The HandleChunkBuffer class provides a (significant) throughput oriented optimization. However, that optimization can cause the order of the solutions to be changed. This means the HandleChunkBuffer class breaks the semantics for ORDER BY and SLICE, both of which should preserve order. It also breaks the semantics for ORDER_BY + DISTINCT. This problem only appears in cases where the size of the output chunks was such that a (sufficiently) full chunk would be output ahead of smaller chunks in an internal buffer.
This is a long standing issue. It was identified while working on cutoff join evaluation for the RTO (BLZG-265).
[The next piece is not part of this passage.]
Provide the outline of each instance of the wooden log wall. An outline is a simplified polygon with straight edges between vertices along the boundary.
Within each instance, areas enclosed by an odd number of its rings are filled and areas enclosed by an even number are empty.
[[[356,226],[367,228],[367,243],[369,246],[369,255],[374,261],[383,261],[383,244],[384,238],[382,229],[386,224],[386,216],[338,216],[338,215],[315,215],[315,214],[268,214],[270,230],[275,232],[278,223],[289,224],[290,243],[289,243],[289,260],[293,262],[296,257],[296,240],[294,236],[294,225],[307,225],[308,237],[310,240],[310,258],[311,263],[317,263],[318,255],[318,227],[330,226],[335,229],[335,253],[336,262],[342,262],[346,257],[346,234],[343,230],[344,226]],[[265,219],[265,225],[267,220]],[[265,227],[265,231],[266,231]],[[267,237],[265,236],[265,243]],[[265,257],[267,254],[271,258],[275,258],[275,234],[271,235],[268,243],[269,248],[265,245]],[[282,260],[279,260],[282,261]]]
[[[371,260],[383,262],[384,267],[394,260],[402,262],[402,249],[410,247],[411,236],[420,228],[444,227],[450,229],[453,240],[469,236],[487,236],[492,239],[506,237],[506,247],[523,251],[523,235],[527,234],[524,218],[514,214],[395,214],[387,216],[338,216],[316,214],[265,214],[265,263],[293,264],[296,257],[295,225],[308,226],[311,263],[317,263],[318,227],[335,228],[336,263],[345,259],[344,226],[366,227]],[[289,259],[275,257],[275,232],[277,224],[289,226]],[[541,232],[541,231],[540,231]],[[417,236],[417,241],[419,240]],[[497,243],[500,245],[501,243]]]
Note: Practically speaking, this issue only effects the output chunking of an operator and only can cause reordering when some small output chunks are followed by full chunks. In fact, this case will never arise with either ORDER_BY. The ORDER_BY operator will flush all outputs at once and will emit full sized chunks. However, it could arise with ORDER_BY + DISTINCT since the DISTINCT operator can filter solutions and then reduce input chunks having duplicate solutions from full chunks to small chunks. SLICE never reduces the number of solutions and so ORDER_BY + SLICE would never show this problem. However, ORDER_BY+DISTINCT+SLICE could show the problem.
The problem would also be manifest as an inability to reliably preserve the implicit order of an index scan through a query. However, bigdata does not really support this. In order to do this reliably, a query hint would need to be developed to instruct the query generator to create an order preserving plan. This is certainly possible and it could reuse much of the code that allows the RTO (BLZG-265) to perform cutoff evaluation of a join.